Lovin Manchester profiles the city’s biggest contributors to the haul.
Darren was a standout star at the from an early age, winning World and European junior medals. His Olympic debut came in 1997 and won his first medal in Sydney in 2000. Originally from Moss Side, over his career he won 12 medals, including six gold, one at the 2004 Olympic Games in Athens.
Making headlines at the Rio games for becoming one half of the first same sex married couple to make it to an Olympic final together, Kate Walsh was born in Manchester. 2016 was actually the fourth Olympics she has played on the GB hockey team with wife Helen Richardson-Walsh although they weren’t married for the previous games.
Born in Macclesfield, Ben is often described as Britain’s best sailor since Sir Walter Raleigh or, the most successful Olympic sailor of all time, if you look at his own website. At his first Olympic games he won the first and last silver medal of his career, taking only consecutive golds thereafter. He was knighted in January 2013.
Jason, who weeks ago married Laura Trott in a secret ceremony in Cheshire, is from Farnworth, Greater Manchester and trains – along with Laura – at Manchester Velodrome.
Before Chris Hoy became synonymous with swimming, Oldham’s Henry Taylor was the household name making a splash.

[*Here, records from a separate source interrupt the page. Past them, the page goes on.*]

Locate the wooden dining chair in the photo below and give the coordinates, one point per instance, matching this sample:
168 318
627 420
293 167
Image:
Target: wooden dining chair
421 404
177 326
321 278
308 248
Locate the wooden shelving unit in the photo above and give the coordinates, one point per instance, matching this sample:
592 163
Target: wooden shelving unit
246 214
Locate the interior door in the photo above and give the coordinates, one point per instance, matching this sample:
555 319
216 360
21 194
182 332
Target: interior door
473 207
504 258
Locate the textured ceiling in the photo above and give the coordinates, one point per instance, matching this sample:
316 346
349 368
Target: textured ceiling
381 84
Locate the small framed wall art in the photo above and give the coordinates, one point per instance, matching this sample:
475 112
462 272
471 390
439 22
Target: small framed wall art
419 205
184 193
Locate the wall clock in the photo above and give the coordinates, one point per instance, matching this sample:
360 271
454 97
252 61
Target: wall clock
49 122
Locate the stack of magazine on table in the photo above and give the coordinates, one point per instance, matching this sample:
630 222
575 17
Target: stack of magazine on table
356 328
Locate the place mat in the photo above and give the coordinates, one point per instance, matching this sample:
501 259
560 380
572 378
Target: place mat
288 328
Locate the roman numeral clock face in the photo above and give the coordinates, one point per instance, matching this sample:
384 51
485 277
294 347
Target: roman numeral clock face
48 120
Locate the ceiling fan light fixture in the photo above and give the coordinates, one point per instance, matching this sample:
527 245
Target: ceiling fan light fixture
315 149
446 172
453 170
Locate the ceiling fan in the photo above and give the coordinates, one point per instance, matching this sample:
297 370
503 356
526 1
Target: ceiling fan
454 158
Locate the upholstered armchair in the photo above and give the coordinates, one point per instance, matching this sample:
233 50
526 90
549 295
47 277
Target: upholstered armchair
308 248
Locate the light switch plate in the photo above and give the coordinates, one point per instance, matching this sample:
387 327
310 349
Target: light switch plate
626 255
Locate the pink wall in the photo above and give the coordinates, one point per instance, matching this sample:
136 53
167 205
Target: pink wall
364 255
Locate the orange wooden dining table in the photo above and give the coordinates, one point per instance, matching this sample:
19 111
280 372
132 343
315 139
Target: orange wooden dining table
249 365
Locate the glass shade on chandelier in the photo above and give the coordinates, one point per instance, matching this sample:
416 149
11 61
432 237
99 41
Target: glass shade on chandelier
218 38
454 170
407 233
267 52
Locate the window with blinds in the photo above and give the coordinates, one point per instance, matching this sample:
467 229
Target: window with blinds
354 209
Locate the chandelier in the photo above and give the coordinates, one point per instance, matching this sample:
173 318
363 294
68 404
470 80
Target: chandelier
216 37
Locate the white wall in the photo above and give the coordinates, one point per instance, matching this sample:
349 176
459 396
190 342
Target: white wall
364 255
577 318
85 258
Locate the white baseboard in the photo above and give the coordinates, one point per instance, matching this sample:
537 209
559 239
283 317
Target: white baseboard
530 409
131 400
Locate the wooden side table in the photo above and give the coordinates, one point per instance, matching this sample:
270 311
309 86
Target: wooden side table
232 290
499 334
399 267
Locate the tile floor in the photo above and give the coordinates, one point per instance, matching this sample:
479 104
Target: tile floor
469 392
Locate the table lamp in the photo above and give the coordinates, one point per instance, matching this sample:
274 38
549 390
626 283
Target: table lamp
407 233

He took triple gold at the 1908 London Olympics, which is even more amazing when you discover he learned to swim in Hollinwood Canal before starting to take some of his lessons at Oldham Baths and later, Chadderton Baths. He competed in the Intercalated Games in Athens in 1906, an unofficial multi-sports event held to mark the tenth anniversary of the first Modern Olympics. Four years after London, he competed in Stockholm to win bronze with the team before joining the Navy in WWI. He retired in 1926.
Honorary mention: Sunny Lowry
While never an Olympian, Longsight’s very own Sunny Lowry became the first woman to swim the English Channel in 1933 and remains one of only five British women to have completed to feat. It was her third attempt after strong currents derailed earlier efforts while devastatingly close to the French coast. The successful swim took 15 hours 41 minutes and was competed in a two piece that was ahead of its time – the controversial suit is on display at Dover Museum. Before her death at age 97, she was awarded MBE for services to swimming and was inducted into the International Marathon Swimming Association's Hall of Fame.